For you see, astride this mountain of bounty lies the formidable form of a slumbering dragon with a famed predilection for roasting would-be thieves alive in their jerkins. Each turn spent here allows a fumbling hand to lucky dip into a bag of loot, unearthing two artefacts that will be tallied up in value to determine the games eventual victor, like some sinister spin on Antiques Roadshow by way of the Running Man. With each trembling fistful however, the players must select one of several facedown dragon tiles. All but one will see them silent enough to successfully misappropriate their spoils, but always lurking within is the one card that instantly invites them to the shittiest barbecue ever.

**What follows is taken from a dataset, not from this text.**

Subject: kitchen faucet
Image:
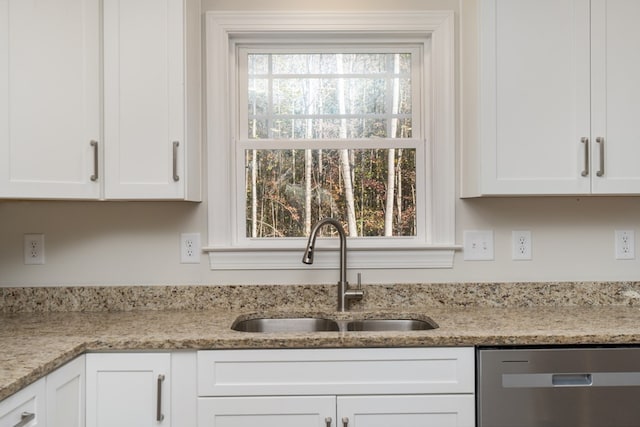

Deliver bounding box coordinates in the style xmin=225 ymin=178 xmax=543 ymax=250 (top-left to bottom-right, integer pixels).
xmin=302 ymin=218 xmax=364 ymax=311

Do they bless the hand of providence and spin for home? Or risk another dip, increasing their potential lead as their avarice dances on a knife edge with doom?
It’s incredibly tense, and a condensed Aesop-level exploration of sinful greed all-in-one. Like all elements on offer here, its simplicity belies its capacity for compulsion.
In each of our play-throughs this bastard dragon card emerged with a frequency bordering on the uncanny, leading us to believe that our copy was in fact cursed and possibly sourced from the pragmatic estate sale of some gone-to-soon Grognard, whose angry ghost wailed aghast as his collection was parcelled up and scattered to the winds, arriving in the undeserving paws of smart-arse reviewers on strange antipodean shores.
Eventually, after many an untimely demise, the attrition of fortune emerged and my weary warrior was able to escape this accursed place with a paltry sum in his coffers and a renewed sense of the virtue of poverty with which to regale his long suffering wife back in the village. As for the dragon? His hoard undimmed, he slumbered the sleep of the just, curled cosy upon coins in wait of the next foolhardy band of plunderers, set upon their perilous path by cackling sexagenarian Swedes.
Unlike so many other offerings of its age, Dungeonquest wears its antique vestments with a modicum of dignity that still possesses the power to beguile. Lean into its demands and you’ll surely appreciate the giddy highs, terrifying lows and shameful joy it continues to elicit.